“Mom!” Tick cried, scrambling over to her and falling on top of her. He could only hope his dad could find enough breaths to survive.
His mom clawed at the water around her nose and mouth. She kept trying to say something, but all that came out was the garbled mess you hear when someone talks to you while submerged in the swimming pool. Her eyes were open, fixed on Tick through the crystalline, shimmering layer of water. She wasn’t panicked, but definitely trying to communicate something.
Tick forced himself to stay calm. Reaching forward, he placed his hands on either side of her face. She got the message, and remained completely still. With a quick jerk, Tick slid his hands across her mouth, swiping away a huge section of water long enough for her to get one word out.
He didn’t know what he’d expected, but it sure wasn’t the two syllables that came out of her mouth in a gargled scream.
“Vacuum!” she yelled.
At first, confusion engulfed Tick. He thought surely his mom’s mind had snapped under the pressure of being possessed by a blob of water. But then he realized it was quite the opposite. She’d been the only one to actually come up with a solution.
He turned his head to look over his shoulder, across his dad’s heap of a wrecked car, and focused on the huge beast of a machine that sat next to some tools and cleaning supplies on an old wooden workbench.
The MegaVac. The thing looked like R2-D2 with a big hose.
And it could suck water out of rock.
Tick got up and ran around the front of the crashed car and over to the workbench. He reached up and grabbed the heavy, squat yellow cylinder with its thick, snaking hose attached. He dragged the vacuum toward his mom, whose face was darkening into a sick blue color.

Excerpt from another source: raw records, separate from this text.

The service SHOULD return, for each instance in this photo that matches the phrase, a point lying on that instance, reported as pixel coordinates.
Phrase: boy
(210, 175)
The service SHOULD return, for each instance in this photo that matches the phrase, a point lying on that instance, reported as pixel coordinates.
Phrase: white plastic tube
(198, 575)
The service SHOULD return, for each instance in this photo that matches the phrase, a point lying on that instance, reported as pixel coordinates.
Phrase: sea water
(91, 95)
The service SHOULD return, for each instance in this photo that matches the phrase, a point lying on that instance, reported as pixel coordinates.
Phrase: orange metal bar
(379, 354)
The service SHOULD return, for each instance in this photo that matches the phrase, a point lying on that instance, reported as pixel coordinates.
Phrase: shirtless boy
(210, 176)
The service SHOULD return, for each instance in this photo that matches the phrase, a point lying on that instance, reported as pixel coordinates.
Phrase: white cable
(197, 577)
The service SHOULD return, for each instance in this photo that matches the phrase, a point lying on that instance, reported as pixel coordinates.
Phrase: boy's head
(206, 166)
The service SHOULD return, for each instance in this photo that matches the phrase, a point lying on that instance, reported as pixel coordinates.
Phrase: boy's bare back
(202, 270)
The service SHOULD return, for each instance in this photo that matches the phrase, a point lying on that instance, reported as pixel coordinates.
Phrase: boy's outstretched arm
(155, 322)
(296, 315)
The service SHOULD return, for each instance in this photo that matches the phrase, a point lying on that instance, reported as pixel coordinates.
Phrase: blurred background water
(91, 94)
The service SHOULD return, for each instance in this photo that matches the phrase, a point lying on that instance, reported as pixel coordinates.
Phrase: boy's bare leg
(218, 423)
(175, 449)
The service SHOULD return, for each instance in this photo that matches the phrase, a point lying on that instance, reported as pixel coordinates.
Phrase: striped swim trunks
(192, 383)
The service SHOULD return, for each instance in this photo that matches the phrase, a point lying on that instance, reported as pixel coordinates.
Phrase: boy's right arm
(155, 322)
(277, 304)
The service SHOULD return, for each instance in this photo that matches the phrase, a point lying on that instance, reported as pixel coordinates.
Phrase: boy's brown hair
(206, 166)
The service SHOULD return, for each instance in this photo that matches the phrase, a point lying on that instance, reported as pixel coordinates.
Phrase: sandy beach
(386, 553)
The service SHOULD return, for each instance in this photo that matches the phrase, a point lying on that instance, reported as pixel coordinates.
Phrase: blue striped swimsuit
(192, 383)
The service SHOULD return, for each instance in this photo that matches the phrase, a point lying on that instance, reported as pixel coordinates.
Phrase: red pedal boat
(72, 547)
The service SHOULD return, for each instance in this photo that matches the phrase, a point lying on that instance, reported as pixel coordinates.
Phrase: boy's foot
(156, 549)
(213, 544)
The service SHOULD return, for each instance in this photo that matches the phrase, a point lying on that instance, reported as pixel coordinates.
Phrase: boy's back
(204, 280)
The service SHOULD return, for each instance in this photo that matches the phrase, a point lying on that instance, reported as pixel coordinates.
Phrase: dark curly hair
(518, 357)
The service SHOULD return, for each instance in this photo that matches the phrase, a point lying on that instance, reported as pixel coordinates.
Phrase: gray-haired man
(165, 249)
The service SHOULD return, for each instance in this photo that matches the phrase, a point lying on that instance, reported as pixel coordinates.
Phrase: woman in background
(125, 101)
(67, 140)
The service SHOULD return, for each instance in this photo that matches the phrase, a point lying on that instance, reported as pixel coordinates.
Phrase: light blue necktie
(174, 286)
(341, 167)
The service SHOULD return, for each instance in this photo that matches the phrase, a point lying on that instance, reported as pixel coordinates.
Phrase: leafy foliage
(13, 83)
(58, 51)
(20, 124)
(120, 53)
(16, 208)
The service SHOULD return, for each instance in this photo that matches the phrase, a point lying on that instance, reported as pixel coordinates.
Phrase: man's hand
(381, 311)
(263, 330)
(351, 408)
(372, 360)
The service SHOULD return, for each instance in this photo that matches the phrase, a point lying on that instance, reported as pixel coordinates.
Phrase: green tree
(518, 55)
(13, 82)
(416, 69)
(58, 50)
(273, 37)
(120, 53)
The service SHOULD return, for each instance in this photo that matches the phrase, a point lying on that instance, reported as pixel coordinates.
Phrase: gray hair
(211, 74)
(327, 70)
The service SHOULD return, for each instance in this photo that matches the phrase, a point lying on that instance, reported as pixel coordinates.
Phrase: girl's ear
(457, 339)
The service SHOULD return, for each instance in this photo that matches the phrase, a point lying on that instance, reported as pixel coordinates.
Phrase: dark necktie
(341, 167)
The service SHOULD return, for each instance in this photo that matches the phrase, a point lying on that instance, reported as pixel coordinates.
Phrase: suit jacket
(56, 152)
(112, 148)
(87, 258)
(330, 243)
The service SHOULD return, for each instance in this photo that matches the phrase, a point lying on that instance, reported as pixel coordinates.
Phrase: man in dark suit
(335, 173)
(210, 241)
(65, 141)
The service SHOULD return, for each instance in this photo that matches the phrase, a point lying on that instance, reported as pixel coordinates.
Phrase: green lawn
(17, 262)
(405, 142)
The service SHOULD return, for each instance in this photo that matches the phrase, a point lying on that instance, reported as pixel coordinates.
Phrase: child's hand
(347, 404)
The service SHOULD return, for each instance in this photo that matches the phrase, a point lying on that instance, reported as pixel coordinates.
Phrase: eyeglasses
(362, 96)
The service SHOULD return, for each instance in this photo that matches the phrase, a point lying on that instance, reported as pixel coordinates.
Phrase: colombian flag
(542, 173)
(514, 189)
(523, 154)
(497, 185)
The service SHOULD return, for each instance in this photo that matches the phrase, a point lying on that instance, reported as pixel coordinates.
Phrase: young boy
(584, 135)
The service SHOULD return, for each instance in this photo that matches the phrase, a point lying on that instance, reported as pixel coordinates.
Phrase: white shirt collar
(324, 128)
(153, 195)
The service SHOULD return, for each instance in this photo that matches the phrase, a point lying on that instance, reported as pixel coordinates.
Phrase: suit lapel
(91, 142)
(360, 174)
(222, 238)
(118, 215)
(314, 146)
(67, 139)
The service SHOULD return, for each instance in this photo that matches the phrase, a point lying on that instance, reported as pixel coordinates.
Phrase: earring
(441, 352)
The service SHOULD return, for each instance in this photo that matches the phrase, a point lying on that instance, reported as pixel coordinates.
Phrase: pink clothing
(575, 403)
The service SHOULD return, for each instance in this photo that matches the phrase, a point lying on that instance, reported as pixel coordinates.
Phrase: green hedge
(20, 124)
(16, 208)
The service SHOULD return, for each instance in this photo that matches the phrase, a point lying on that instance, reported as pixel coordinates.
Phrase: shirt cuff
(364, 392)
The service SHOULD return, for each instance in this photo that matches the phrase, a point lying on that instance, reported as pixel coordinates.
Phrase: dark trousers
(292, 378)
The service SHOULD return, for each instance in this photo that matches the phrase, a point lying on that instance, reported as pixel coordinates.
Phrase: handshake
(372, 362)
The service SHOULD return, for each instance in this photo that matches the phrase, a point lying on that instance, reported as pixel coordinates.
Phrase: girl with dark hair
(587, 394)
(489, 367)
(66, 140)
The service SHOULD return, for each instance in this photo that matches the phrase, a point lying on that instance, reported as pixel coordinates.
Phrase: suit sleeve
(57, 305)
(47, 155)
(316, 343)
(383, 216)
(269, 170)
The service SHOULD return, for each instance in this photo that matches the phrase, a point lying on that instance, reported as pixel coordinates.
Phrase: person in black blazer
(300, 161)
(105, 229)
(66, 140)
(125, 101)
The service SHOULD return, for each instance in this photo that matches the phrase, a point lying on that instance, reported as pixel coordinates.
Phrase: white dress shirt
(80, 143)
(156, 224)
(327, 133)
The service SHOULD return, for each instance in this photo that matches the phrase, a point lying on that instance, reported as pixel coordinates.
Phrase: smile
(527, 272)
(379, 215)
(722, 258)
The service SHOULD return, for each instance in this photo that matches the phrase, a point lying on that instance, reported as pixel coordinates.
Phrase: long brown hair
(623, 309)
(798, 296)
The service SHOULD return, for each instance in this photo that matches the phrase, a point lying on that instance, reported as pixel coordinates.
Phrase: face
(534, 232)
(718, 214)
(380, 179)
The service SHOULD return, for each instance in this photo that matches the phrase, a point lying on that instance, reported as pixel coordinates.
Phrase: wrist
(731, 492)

“Mom!” he yelled. “Keep swiping at it!”
He reached her and flipped the switch on the MegaVac.
It didn’t turn on.
For one agonizing second, despair crushed Tick. But then he realized the stupid thing wasn’t plugged in. He scrambled for the long black cord, found its end, then crawled over to an outlet and pushed the big plug in. A heavy roar kicked in behind him. Tick scooted back over and knelt down beside his mom, grasping the end of the vacuum hose like the mouth of a deadly cobra.
The thing worked like a beauty.
He stuck the hose on his mom’s mouth and watched with elation as the vacuum sucked up the water with no problem. The MegaVac had been a birthday present for his dad two years ago, and Edgar had excitedly given a demonstration to the family on how the beast could make anything disappear into its glorious, hard-plastic belly, be it cereal bits or gallons of floodwater. It was the closest thing to a black hole that the Higginbottoms would ever experience, he’d said.
Tick wanted to shout in victory as he realized even a supernatural creature made of liquid couldn’t resist the monstrous sucking power of a MegaVac, lord of all vacuums.
He finished cleaning the water off his mom, her soggy hair and clothes the only sign she’d been encased by a water monster just moments before. Tick’s dad was only a few feet behind him, and twenty seconds later, the vacuum had sucked up his captor too.
Tick leaned back, panting as his mom and dad gasped and spit, doing their best to recover from the ordeal. He thought of Lisa and Kayla in Seattle, and had an almost overwhelming feeling of relief that they hadn’t been here. The odds of Lisa—and especially little Kayla—surviving something like this . . . Tick quenched the horrible thought before images formed that might never go away.
He looked over at the body of the MegaVac, which now contained two—what exactly were those creatures?—within its belly.
A worry hit him. He didn’t want to turn off the vacuum for fear the creatures would find a way to seep back down the hose. “What should we do? Do you think we killed them?”
His dad laughed, a mere sputter between heavy breaths. “I say we flush the suckers’ guts down the toilet. That oughtta do it.”
And that’s what they did.
Chapter
5
~
A Mother’s Love
Sofia leaned forward against the railing of the balcony outside her bedroom, resting her elbows on the smooth stone as she looked out over her family’s estate toward the east, where the sun slowly rose above the horizon. The orange glow sparkled on the waters of the Adriatic Sea in the distance. A cold breeze blew past, stirring her black hair and sending chills across her arms and down her back. Though she enjoyed the cold—it was just pleasant enough to keep her awake, keep her alert and alive—she pulled her jacket tighter.